Problems in C with const char * and strcpy()

Question

I don't understand why when I run strcpy (ss, ss2) with char * ss and char * ss2 it shows segmentation fault. strcpy () just asks for 2 args of type char *, so I don't understand the problem

#include <stdio.h>
#include <string.h>


int main()
{

  char *s;
  char *s2 = "hello";
  s = s2;
  printf ("s=%s\ns2=%s\n", s,s2);


  char *ss;
  char *ss2 = "hello";
  strcpy (ss, ss2);//why segmentation fault?
 
  printf("ss=%s\nss2=%s\n",ss,ss2);
}

return 0;

Answer 1

When you write

char *s;
char *s2 = "hello";
s = s2;

You have s as a char pointer to 0. Then s2 as a char pointer to the h of hello. Then s takes the value of s2 that is the address of the h of hello.

While when you write

char *ss;
char *ss2 = "hello";
strcpy (ss, ss2);//why segmentation fault?

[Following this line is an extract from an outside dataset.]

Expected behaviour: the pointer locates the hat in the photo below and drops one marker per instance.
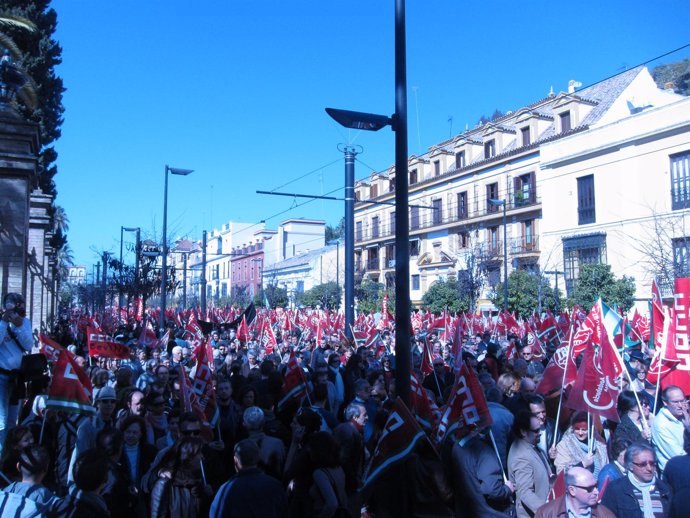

You have ss pointing to 0. You have ss2 pointing to the h of hello. Then you ask the strcpy function to put the hello string at address 0. This is wrong. You should allocate enough space for your string with

char ss[6];

Answer 2

Your first block of statements works because you are assigning to s the location of the "hello" string.

In the second block of statements, ss has an undefined value and strcpy tries to write to that location, likely causing a segmentation fault.

To make it work you can declare ss as an array, and also use strncpy because it's a bit safer, in general.

char ss[10]; // This allocates 10 chars of space on the stack.
strncpy(ss, ss2, 10); // Do not copy more than 10 characters.